«Ich will, dass sich Hofer zurückzieht»

Bern

Der Stadtberner SVP-Parteipräsident Rudolf Friedli verlangt, dass Stefan Hofer seine Kandidatur für den Gemeinderat zurückzieht.

«Stefan Hofer hat mein Vertrauen missbraucht», findet Hofers Parteipräsident Rudolf Friedli.

«Stefan Hofer hat mein Vertrauen missbraucht», findet Hofers Parteipräsident Rudolf Friedli.

(Bild: Urs Baumann)

Rudolf Friedli, Parteipräsident der SVP Stadt Bern, verlangt von Stefan Hofer den Rücktritt als Gemeinderatskandidat, wie er auf Anfrage bestätigt.

Rudolf Friedli, sind Sie als Parteipräsident nicht allzu vertrauensselig?
Rudolf Friedli: Im Nachhinein gesehen vielleicht schon.

Auf der SVP-Gemeinderatsliste steht mit Stefan Hofer ein Kandidat, der früher ein Bordell besass, und wie nun bekannt geworden ist, Sozialhilfebezüger abzockt. Davon haben Sie nichts gewusst...
Ob er abzockt, ist nicht bewiesen. Eine Partei kann letztlich mit vernünftigem Aufwand nicht alles in Erfahrung bringen und ist auf die Information der Kandidaten angewiesen. Stefan Hofer hat mein Vertrauen missbraucht.

Müssten Sie als Parteipräsident Ihre Mitglieder nicht besser kennen?
Ich kenne die Mitglieder. Stefan Hofer kannte ich als Pilot, also ein vertrauenerweckender Beruf. Aber ich finde es bedenklich, wenn ich quasi die Vergangenheit durchleuchten muss. Politik ist doch Vertrauenssache. Ich erwarte, dass ein Gemeinderatskandidat mir die Wahrheit sagt und heikle Punkte anspricht.

Was passiert nun mit Hofers Kandidatur?
Ich will, dass er sich zurückzieht. Heute treffe ich ihn zu einem Gespräch. Aber aus meiner Sicht kann er nicht länger auf der Liste bleiben.

Um sicher zu sein, müssten Sie jetzt eigentlich die anderen SVP-Kandidaten auch überprüfen.
Das überlegen wir uns in der Parteileitung. Ich kann nur sagen: Jede gemachte Erfahrung führt zu neuen Erkenntnissen.

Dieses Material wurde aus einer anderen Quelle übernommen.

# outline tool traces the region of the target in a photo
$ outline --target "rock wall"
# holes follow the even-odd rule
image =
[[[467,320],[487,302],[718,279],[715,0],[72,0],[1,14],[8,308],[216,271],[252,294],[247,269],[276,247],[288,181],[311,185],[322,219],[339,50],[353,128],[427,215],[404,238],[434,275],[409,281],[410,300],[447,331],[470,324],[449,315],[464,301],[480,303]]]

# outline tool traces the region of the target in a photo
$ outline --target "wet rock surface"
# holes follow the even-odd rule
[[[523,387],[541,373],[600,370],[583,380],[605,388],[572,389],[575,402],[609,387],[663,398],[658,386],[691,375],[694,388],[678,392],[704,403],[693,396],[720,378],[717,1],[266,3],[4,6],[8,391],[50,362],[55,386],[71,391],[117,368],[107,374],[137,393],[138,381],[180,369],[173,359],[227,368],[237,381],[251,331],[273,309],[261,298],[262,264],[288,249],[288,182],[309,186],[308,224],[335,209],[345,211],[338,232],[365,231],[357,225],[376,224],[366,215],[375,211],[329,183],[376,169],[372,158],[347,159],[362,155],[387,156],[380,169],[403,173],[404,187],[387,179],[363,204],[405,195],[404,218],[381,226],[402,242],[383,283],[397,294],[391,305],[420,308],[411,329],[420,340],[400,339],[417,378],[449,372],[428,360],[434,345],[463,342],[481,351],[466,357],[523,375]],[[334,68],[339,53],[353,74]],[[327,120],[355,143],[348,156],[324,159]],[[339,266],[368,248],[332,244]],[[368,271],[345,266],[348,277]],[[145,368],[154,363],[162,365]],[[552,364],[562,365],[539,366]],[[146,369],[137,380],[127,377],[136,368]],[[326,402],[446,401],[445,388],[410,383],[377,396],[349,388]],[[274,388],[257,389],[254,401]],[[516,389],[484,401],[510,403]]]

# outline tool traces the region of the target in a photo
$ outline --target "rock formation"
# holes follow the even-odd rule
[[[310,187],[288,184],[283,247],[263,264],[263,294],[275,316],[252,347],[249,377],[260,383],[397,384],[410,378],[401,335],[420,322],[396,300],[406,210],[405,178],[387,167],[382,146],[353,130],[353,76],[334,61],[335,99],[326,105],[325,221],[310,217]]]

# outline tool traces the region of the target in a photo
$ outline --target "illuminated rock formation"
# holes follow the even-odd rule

Was bedeutet der Rückzug von Hofer für die SVP-Gemeinderatsliste?
Dazu kann ich im Moment noch nichts sagen. Wir müssen schauen, wer als neuer Kandidat in Frage kommt.

Ist eine gemeinsame Liste mit der FDP dadurch wieder ein Thema?
Wie gesagt: Wir werden prüfen, wer als Kandidatin oder Kandidat in Frage kommt.

Erst am Dienstagmorgen war bekannt geworden, dass die Honag AG, bei der Stefan Hofer bis Ende letzten Jahres Verwaltungsratspräsident war, Zimmer im Löwen in Münchenbuchsee zu «Wucherpreisen» vermietet haben soll.

Bereits letzte Woche war Hofer in die Schlagzeilen geraten: Der heutige Pilot verdiente sein Geld früher mit Prostituierten, erst als Betreiber, später nur noch als Besitzer des Saunaclubs Kleopatra in Bargen im Seeland.